Perthshire: About 1.5 miles north and east of Kinross, just north of A911 at Burleigh, east of Milnathort, 0.5 miles north of Loch Leven, at Burleigh Castle.
HES NO 130046 OS: 58 KY13 9GG
OPEN: View from exterior or arrange a visit (Apr-Sep) by phoning 01241 878756.
Although once a large and imposing castle, Burleigh Castle now consists of a ruined 15th-century tower of three storeys and an attic, which had bartizans at three of the corners and a caphouse
over the stair at the fourth. This tower is joined by a surviving section of courtyard wall, with a gate, to a corner tower. The corner tower is round at the base, but corbelled out and crowned with
a square chamber. The walls are pierced by shot-holes, and one of the skewputts has the date 1582 and IB/MB.
The rectangular tower had a corbelled-out parapet and garret storey, but these are gone except for the remains of open rounds.
The entrance led, through a lobby, to a turnpike stair, which climbed to all storeys and was crowned by a caphouse. The basement is vaulted, and the hall was on the first floor.
‘Burghley C.’ is marked on Blaeu’s map of Fife.

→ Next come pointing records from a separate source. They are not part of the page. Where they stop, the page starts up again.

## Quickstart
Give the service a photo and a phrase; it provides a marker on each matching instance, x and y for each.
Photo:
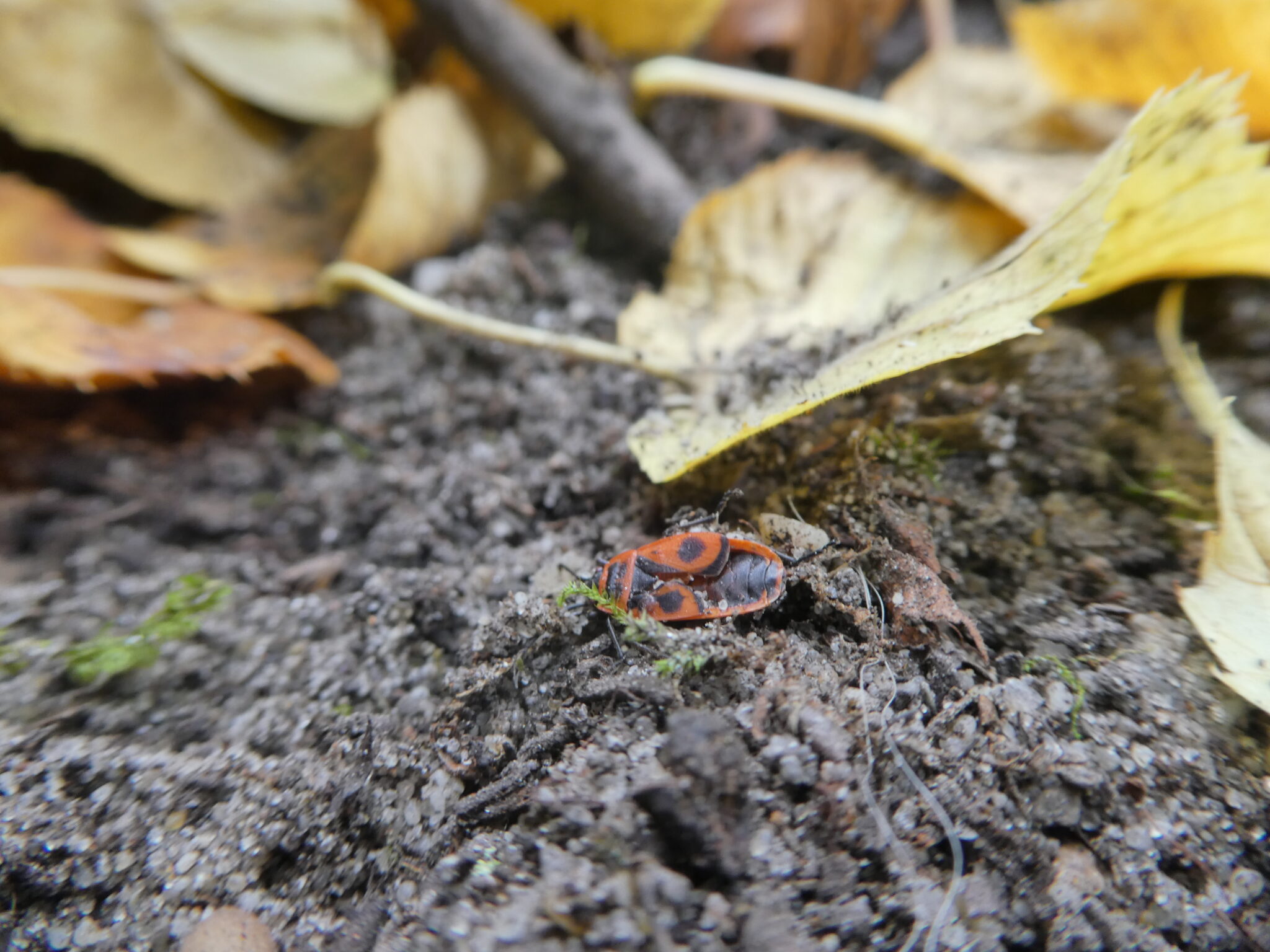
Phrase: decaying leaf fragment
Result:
(1124, 51)
(98, 340)
(1231, 603)
(92, 77)
(636, 27)
(323, 61)
(437, 159)
(719, 316)
(265, 253)
(1014, 143)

This was a property of the Balfours of Burleigh from 1446, who built the castle, and was visited by James IV. It passed by marriage to James Balfour of Pittendreich in the 16th century through the heiress Margaret Balfour. He was involved in the murder of Cardinal David Beaton, and was captured at St Andrews in 1546 to spend the next two years as a galley slave of the French. On his release he sided with Mary, Queen of Scots, but then spied for the Protestant faction and revealed her military plans. He was made Lord President of the Court of Session, and was party in having James Douglas, Earl of Morton, executed for his part in the murder of Henry Stewart, Lord Darnley. He died in 1583.
In 1707 Robert Balfour, Master of Burleigh, fell in love with a young servant girl and was sent abroad to forget her. On leaving, he swore if she married,
he would return and kill her husband. She married Henry Stenhouse, the schoolmaster of Inverkeithing, and Balfour duly returned and then shot and killed the poor man. Burleigh fled, but was captured,
tried and sentenced to death by the axe. He managed to escape, however, by changing clothes with his sister, and fled to the continent. He returned and fought for the Jacobites in the 1715 Rising,
after which the family were forfeited and had lost the lands by 1718. Burleigh died unmarried in 1757. The title Balfour of Burleigh is now held by the Bruces of Kennet, who live in
Clackmannanshire.
The lands passed to the Irwins, then to Graham of Kinross.
The castle is reputedly huanted by a bogle known as Grey Mary.